Print Issue Volume 101 - Issue 6

The Consequences of Disparate Policing: Evaluating Stop and Frisk as a Modality of Urban Policing

Beginning in the 1990s, police departments in major American cities started aggressively deploying pedestrian stops and frisks in response to escalating violent crime rates. Today, high-volume use of “stop, question, and frisk” (SQF) is an acute point of friction between urban police and minority residents. In numerous cities, recent consent decrees or settlements have imposed Fourth Amendment and Equal Protection Clause constraints on police.

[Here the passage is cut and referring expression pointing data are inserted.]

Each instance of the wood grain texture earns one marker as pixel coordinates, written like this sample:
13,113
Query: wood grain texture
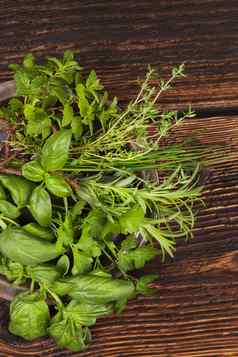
195,313
120,38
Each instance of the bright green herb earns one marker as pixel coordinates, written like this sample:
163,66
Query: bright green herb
96,195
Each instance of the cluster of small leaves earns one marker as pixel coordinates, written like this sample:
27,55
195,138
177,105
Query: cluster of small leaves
96,198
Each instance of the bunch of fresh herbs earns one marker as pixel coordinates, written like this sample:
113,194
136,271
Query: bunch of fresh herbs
89,192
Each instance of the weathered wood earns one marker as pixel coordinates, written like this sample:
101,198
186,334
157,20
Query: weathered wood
195,313
121,38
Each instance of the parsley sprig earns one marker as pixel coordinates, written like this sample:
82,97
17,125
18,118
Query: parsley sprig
89,192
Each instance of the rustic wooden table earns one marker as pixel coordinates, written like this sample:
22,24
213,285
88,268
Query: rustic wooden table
195,313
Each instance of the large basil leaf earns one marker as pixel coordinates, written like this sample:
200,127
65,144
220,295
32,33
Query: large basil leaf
57,185
96,289
33,171
9,210
55,151
39,231
20,189
68,334
22,247
86,314
40,206
43,273
29,316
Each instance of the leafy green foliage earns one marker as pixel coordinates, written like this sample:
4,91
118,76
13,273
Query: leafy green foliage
19,188
55,151
22,247
40,206
97,194
29,316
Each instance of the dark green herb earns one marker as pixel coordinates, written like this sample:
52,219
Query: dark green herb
96,195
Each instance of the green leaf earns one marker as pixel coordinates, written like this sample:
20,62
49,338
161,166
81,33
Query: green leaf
43,273
131,221
29,316
33,171
91,288
91,228
13,271
55,151
65,233
136,258
77,209
68,334
19,188
20,246
86,314
77,127
57,185
3,195
39,231
68,56
68,115
9,210
82,262
93,84
63,264
83,102
40,206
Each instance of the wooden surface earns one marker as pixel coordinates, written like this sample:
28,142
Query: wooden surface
195,313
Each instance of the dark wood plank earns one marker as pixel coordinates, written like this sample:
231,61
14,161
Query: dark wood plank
195,312
120,38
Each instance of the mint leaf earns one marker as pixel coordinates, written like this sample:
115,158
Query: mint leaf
55,151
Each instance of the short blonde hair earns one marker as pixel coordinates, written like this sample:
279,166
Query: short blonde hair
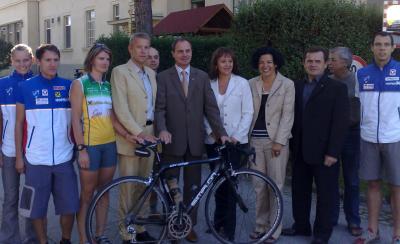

But do these constitutional rules adequately respond to the harms of SQF? This Article argues that the core moral objection to SQF does not track the Constitution’s focus upon the evidentiary sufficiency of stops or the racial animus of individual officers. I develop instead a new account of the distinctive wrong of aggressive street policing that is not contingent on individual animus or fault. This alternative account turns on the manner in which such policing can reproduce social and racial stratification. To substantiate this, I present a detailed analysis of the costs and benefits of SQF, with careful attention to its ecological spillovers and dynamic, intergenerational effects. After explaining why constitutional law’s narrow transactional frame precludes an effective response, I articulate an alternative lens that is constitutionally and legally available for diagnosing harmful forms of urban street policing. This draws from the disparate impact framework of Title VI of the 1964 Civil Rights Act and certain states’ laws. While an imprecise fit, disparate impact is legally feasible and readily available. To show that this approach is workable, I sketch three lines of econometric analysis capable of identifying an especially troubling subclass of racial disparate impacts in urban street policing.